Sus hojas tienen forma oval y coloración rojiza, gracias a ellas es una especie ornamental muy buscada; dentro de la medicina no tradicional, preparadas en infusión, se les atribuyen propiedades astringentes, pero en bajas dosis, pues pueden ser tóxicas en cantidad. En la primavera se cubre de minúsculas flores amarillas, reunidas en apretadas inflorescencias de tipo racimo pendular, miden unos cinco o seis centímetros de largo. Los rojos frutos son bayas ovales y los recubre una capa cerúlea; miden un centímetro de diámetro y son ricos en vitamina C.
Con las raíces y las ramas se produce una tintura amarilla. Se lo reproduce mediante semillas, esquejes (con la ayuda de algún enraizador), o por estacas con hojas (mantenidas en ambiente húmedo). Le agradan las ubicaciones a pleno sol pero puede adaptarse también a una media sombra. No es exigente respecto a los suelos pero prefiere los calizos.
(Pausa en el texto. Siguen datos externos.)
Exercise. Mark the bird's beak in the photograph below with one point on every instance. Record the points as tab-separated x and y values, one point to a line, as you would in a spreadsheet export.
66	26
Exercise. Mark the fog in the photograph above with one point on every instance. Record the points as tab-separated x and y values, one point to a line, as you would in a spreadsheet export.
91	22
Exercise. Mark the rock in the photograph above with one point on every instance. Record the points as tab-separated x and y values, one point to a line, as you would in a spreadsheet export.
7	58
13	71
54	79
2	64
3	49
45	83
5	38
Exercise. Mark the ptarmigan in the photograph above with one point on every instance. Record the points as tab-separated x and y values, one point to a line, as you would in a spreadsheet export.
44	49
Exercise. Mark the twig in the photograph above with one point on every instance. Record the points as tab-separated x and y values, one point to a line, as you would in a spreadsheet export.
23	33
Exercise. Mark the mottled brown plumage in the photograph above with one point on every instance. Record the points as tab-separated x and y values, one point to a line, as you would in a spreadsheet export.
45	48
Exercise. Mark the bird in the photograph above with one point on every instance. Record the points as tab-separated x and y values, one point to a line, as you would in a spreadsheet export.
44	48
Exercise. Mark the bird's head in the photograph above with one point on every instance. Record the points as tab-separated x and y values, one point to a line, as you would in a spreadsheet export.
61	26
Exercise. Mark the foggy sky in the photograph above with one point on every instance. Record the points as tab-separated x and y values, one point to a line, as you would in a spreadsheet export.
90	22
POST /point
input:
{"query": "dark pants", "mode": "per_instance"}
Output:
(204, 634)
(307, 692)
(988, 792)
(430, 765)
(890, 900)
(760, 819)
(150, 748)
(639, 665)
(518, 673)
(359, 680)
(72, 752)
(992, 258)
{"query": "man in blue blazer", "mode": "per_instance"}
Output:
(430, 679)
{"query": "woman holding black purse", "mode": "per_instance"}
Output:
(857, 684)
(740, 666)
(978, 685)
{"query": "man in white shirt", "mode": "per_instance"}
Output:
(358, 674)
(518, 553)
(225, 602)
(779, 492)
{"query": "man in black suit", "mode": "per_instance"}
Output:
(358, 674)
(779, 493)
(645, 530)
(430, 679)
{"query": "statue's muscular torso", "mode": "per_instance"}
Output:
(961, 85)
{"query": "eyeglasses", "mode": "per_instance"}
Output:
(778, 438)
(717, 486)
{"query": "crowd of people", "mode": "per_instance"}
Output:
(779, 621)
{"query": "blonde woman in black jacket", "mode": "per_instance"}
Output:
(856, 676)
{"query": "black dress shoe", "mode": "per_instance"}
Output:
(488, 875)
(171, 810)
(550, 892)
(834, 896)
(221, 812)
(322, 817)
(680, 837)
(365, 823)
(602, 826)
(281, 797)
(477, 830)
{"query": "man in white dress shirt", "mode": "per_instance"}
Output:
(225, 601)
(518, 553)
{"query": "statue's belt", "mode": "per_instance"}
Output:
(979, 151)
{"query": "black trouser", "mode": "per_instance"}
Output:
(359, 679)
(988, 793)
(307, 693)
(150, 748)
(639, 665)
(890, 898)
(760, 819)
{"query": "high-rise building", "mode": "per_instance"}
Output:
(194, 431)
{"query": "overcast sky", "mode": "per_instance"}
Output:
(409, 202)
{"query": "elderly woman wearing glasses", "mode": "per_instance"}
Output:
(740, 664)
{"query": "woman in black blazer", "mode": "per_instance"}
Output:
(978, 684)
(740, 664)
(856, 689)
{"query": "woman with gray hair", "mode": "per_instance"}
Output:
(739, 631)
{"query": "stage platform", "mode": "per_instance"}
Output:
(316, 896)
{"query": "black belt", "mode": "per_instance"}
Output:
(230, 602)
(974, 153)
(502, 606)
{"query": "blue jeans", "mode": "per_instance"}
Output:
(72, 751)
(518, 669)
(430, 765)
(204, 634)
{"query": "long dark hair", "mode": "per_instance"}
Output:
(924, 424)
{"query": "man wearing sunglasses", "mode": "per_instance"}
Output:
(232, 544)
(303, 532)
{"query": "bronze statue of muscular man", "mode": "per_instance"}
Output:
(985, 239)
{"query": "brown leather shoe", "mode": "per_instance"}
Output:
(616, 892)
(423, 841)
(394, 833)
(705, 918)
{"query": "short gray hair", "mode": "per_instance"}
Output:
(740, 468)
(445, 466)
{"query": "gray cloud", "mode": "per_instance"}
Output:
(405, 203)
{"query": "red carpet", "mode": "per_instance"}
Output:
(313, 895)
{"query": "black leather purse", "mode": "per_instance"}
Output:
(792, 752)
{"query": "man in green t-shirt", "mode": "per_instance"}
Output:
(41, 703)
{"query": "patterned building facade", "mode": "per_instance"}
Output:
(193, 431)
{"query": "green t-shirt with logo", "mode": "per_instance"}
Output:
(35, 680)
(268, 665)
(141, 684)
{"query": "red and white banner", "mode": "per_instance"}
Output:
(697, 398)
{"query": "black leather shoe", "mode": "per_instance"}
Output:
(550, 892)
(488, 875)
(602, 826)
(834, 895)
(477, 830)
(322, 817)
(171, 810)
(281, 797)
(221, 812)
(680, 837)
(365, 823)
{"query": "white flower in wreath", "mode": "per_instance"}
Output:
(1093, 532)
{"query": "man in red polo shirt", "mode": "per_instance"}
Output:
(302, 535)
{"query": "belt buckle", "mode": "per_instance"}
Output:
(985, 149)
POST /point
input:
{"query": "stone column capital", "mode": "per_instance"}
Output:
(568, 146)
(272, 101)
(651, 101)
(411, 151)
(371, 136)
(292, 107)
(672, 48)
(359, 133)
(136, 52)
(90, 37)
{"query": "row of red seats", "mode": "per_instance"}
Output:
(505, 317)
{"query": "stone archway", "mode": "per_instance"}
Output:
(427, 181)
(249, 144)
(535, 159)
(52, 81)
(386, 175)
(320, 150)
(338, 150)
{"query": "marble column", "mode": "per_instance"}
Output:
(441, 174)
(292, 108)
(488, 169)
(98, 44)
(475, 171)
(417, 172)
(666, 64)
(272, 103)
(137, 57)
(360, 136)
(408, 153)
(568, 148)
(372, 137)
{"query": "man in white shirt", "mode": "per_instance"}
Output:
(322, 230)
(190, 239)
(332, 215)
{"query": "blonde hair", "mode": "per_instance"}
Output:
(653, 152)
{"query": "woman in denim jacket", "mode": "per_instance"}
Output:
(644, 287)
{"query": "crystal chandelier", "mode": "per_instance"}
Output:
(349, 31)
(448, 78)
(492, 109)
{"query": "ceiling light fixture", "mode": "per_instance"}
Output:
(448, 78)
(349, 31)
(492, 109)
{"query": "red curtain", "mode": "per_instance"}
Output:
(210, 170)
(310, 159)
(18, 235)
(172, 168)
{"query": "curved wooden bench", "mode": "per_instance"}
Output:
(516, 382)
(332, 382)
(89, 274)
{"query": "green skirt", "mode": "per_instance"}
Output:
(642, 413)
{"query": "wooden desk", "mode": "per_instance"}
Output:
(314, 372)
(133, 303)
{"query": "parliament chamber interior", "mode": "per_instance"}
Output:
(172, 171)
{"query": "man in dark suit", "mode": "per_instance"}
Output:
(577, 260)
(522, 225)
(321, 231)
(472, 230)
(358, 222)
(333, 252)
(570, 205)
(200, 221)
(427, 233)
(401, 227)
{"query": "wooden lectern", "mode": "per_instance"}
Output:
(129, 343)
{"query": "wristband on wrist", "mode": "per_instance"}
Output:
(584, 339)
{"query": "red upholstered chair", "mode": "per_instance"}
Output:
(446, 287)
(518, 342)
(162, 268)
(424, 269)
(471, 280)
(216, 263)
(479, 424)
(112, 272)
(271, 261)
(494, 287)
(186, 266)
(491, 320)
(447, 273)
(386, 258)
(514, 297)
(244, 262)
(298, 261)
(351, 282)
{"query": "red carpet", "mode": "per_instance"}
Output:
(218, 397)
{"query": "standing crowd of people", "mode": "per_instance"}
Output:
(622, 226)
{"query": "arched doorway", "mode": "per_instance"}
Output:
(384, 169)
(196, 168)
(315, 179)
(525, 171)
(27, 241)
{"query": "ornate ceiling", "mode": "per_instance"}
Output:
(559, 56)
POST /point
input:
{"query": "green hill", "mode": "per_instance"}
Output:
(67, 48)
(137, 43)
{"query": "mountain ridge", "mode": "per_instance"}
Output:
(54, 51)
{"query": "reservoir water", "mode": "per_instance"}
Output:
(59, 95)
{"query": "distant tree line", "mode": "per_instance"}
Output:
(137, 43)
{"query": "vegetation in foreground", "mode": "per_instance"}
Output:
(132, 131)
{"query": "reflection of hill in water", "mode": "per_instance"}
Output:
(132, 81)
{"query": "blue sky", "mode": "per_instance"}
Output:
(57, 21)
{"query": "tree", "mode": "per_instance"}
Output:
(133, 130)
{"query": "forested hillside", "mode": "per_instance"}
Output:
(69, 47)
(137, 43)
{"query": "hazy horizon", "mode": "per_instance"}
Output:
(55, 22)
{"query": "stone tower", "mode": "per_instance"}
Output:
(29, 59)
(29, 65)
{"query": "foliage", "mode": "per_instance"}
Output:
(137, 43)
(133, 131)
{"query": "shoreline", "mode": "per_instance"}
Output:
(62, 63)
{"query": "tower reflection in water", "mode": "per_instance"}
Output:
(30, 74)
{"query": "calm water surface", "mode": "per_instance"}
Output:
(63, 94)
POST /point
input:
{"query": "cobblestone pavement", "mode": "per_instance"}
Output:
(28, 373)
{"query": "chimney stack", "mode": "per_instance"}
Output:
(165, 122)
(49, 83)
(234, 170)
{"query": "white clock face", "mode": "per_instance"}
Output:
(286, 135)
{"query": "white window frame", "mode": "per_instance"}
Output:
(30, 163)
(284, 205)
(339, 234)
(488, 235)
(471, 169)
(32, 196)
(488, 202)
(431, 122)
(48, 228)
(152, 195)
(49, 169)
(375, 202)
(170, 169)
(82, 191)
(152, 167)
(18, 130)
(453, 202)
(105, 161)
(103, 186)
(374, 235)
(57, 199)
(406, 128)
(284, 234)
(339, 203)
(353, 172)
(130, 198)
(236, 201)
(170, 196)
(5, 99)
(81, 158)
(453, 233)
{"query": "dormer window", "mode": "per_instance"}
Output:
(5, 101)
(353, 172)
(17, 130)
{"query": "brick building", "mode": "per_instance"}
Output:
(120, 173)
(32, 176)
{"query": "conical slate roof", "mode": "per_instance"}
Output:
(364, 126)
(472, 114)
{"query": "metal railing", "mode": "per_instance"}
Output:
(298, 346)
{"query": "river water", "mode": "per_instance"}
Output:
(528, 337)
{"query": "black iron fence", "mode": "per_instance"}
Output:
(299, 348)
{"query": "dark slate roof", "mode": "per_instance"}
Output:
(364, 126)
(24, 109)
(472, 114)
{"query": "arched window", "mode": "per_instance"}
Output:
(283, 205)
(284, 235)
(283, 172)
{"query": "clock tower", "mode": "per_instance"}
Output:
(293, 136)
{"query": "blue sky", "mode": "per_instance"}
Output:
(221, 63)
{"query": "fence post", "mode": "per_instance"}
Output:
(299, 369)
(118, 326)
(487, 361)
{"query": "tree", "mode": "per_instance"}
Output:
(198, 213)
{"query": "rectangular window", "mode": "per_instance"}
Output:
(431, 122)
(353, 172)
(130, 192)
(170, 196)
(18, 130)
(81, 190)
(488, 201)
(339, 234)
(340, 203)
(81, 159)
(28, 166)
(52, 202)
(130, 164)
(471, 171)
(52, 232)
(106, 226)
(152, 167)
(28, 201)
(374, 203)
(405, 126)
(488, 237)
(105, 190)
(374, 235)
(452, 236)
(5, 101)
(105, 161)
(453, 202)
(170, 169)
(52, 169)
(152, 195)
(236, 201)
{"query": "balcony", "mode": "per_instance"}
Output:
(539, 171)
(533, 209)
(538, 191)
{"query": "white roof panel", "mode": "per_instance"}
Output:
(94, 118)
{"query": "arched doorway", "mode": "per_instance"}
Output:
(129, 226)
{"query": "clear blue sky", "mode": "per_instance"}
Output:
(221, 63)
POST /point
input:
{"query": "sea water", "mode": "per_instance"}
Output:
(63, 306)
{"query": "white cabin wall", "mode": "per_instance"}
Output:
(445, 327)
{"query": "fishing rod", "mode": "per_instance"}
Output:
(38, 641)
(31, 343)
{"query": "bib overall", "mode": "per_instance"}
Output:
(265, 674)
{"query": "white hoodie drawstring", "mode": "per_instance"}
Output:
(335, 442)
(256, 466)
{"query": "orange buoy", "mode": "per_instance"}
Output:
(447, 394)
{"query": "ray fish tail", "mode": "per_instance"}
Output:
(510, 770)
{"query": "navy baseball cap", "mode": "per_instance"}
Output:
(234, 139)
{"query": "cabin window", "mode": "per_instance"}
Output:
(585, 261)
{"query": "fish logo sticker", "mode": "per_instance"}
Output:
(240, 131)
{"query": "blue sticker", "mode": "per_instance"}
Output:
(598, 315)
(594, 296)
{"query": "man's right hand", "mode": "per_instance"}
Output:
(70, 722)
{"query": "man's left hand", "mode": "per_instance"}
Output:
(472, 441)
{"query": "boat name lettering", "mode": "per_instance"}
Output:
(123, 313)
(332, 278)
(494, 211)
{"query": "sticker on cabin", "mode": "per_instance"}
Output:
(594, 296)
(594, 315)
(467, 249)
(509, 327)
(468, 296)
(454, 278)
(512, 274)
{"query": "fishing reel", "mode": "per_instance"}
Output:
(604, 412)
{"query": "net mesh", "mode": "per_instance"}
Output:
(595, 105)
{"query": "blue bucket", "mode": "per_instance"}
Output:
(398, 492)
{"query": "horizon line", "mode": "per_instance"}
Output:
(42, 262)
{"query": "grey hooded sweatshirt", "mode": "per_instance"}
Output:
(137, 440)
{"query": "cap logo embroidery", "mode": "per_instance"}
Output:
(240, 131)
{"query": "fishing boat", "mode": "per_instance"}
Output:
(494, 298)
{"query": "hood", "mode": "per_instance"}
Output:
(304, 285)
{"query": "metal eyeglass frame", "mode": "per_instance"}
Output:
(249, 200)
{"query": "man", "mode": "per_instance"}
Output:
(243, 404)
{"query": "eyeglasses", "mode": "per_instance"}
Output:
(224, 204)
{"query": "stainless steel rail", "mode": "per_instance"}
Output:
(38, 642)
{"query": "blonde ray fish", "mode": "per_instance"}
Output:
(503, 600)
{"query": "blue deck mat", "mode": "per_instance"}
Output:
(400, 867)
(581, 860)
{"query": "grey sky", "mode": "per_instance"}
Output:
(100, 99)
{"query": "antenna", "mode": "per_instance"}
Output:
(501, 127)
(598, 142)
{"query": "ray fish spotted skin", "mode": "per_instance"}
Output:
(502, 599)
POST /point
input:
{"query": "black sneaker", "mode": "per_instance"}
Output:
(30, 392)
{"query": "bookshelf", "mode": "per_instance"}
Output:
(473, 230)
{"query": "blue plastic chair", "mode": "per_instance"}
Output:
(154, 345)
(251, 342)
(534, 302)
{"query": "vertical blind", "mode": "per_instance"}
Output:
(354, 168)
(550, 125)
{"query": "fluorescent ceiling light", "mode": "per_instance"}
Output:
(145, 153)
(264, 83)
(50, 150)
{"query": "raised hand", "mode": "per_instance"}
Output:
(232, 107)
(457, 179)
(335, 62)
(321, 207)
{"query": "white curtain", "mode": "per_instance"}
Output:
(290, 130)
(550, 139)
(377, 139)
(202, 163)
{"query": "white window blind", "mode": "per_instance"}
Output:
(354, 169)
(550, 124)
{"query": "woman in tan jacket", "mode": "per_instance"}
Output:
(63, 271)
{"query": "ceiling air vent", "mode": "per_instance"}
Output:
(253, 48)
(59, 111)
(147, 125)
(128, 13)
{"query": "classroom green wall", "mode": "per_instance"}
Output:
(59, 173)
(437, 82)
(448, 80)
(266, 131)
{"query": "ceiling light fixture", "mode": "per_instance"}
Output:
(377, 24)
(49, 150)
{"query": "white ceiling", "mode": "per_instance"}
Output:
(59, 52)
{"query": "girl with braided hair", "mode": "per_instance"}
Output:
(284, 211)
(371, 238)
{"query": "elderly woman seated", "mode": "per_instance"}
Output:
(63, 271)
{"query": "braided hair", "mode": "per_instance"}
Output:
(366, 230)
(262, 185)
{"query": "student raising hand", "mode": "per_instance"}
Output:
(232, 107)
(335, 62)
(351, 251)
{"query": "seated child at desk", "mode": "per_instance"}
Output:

Resiste bien el frío y hay que regarlo con moderación.
Suelen atacarlo: La roya (Puccinia graminis) que produce caída de las hojas; la antracnosis (manchas oscuras en el follaje que se cura con preparados a base de cobre); la bacteriosis (manchas púrpura, sólo se deben cortar y quemar las partes afectadas) y también hongos y virus que no dejan otra solución que sacar la planta y no replantar en el lugar ninguna otra de la misma especie por si han quedado vestigios de los atacantes. Lo más sencillo de combatir son los pulgones, ya que pulverizando con agua jabonosa los mantendremos alejados.